Esos teléfonos que durante tanto tiempo sus padres se resistieron a que tuviesen, porque no querían que creciesen tan deprisa y tan expuestos, de pronto les permitieron hacer deberes, entender lecciones, dar besos a la familia y mirar el mundo con una sonrisa. Esos mismos niños que habían olvidado la magia de las pequeñas cosas, porque tenían demasiadas, de pronto se divertían jugando con sus hermanos, cosiendo vestidos a sus muñecas, construyendo ciudades mágicas con los legos olvidados y desempolvando libros.

Los míos, bueno, los prestados, mis sobrinos y ahijados, han hecho cosas maravillosas estos días. Ronday y Arturo han creado una biblioteca en su escalera donde los vecinos dejan libros y se prestan cuentos, Paula y Alejandra han dado vida a un tigre con arena de colores que las protege contra todos los males y Borja y Juan son capaces de hacer los vídeos más desternillantes del mundo.
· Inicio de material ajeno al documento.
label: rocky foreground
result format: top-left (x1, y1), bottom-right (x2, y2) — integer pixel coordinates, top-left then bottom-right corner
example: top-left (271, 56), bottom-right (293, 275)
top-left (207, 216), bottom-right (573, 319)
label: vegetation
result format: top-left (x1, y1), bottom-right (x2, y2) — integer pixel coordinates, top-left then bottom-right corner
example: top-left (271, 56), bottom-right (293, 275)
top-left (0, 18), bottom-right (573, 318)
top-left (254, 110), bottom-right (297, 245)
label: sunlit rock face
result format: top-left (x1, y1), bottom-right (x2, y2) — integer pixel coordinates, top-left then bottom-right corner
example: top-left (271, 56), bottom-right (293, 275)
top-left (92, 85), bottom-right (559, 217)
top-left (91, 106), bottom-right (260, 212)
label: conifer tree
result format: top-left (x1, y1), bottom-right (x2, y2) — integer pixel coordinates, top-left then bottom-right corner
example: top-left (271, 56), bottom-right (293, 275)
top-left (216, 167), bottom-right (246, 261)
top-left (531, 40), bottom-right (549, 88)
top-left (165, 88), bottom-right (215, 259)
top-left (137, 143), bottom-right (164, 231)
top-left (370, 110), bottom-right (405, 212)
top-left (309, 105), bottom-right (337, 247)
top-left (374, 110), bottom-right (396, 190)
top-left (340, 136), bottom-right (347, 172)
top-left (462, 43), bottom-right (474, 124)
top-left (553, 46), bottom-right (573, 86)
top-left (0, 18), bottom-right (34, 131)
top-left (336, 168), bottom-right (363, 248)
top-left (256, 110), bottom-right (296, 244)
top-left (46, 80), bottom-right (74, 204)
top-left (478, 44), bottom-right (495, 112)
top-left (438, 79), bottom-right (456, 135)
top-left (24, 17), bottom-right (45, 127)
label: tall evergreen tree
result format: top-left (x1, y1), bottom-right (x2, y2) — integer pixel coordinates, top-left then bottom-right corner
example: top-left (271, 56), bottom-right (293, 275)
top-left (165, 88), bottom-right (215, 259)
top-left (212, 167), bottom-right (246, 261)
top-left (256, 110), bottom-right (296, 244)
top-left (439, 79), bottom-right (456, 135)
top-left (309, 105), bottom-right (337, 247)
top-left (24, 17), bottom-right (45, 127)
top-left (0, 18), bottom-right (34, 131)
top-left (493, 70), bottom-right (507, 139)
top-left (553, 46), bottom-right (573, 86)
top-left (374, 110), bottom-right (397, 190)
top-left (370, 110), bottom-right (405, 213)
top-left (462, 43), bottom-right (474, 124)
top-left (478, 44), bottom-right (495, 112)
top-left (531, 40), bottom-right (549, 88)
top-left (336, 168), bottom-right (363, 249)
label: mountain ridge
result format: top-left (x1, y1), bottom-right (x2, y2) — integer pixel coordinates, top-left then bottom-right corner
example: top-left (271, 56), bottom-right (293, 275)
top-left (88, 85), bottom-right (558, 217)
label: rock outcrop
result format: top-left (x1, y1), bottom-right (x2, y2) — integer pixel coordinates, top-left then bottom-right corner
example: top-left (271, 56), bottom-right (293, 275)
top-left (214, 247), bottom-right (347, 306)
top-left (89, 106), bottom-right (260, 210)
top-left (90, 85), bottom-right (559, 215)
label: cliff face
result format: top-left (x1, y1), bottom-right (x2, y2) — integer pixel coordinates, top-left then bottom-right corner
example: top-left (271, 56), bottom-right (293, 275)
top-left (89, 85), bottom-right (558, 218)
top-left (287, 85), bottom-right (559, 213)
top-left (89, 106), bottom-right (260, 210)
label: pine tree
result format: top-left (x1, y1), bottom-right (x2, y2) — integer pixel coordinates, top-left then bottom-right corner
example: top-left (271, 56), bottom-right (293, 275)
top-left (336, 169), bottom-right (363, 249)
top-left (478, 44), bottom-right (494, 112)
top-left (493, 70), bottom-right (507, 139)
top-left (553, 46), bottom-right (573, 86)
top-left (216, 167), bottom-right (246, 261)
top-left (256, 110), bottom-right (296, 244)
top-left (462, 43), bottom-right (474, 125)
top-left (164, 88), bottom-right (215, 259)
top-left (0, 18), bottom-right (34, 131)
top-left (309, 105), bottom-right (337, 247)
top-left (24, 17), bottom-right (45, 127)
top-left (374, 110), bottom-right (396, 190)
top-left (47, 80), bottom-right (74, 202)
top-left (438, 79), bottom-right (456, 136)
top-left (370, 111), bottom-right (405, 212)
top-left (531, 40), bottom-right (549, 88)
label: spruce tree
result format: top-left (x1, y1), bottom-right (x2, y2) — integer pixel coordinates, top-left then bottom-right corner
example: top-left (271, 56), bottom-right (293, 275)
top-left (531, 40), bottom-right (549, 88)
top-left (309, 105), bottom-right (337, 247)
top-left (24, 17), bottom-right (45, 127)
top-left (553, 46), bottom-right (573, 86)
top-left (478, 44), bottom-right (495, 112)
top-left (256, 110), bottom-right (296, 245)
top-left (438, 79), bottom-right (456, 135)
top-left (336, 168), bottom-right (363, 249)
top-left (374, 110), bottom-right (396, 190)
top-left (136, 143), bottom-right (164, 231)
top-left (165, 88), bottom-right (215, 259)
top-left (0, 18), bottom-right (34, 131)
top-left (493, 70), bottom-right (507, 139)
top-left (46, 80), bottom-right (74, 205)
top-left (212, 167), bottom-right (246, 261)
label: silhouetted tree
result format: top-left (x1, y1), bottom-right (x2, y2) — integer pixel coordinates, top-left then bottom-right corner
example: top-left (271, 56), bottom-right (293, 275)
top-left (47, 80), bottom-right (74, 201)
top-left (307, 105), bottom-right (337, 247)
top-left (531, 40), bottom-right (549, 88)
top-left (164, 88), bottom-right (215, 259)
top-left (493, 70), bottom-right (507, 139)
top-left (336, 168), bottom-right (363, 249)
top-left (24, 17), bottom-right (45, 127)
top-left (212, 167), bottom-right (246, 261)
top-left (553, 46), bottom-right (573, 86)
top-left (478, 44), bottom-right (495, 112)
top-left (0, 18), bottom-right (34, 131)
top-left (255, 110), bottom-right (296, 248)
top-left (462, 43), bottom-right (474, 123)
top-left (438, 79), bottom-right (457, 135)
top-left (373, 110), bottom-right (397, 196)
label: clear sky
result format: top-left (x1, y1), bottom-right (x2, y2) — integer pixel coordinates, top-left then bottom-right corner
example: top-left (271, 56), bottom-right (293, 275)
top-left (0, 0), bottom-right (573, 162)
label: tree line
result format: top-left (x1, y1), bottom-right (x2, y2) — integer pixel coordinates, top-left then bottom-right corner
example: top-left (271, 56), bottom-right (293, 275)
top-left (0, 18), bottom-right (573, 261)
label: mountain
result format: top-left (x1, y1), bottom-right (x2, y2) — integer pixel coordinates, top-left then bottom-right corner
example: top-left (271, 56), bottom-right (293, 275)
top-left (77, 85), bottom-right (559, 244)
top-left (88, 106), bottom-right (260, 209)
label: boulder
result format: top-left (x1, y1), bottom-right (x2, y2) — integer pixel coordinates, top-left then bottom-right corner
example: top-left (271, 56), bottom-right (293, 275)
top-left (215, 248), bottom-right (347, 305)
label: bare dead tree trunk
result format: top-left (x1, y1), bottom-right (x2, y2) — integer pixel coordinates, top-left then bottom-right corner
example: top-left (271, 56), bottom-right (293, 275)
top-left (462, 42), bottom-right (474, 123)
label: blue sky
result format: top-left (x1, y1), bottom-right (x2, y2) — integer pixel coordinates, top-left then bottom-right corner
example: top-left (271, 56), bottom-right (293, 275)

Hugo y Martina han llenado sus ventanas de flores, Rodrigo y Carlota mandan mensajes de agradecimiento a la policía en forma de dibujos, Alejandra y Sofía abrazan tanto a sus padres para que ni se acuerden de que nos echan de menos, Anna y Julia lanzan besos a los vecinos mientras llenan de carcajadas el rellano y Manuel y Elena han colgado una pancarta gigante donde nos convencen de que pronto todo esto pasará. Gracias a ellos, a esta nueva generación, e independientemente de cómo termine todo, yo sí creo que tendremos un gran futuro.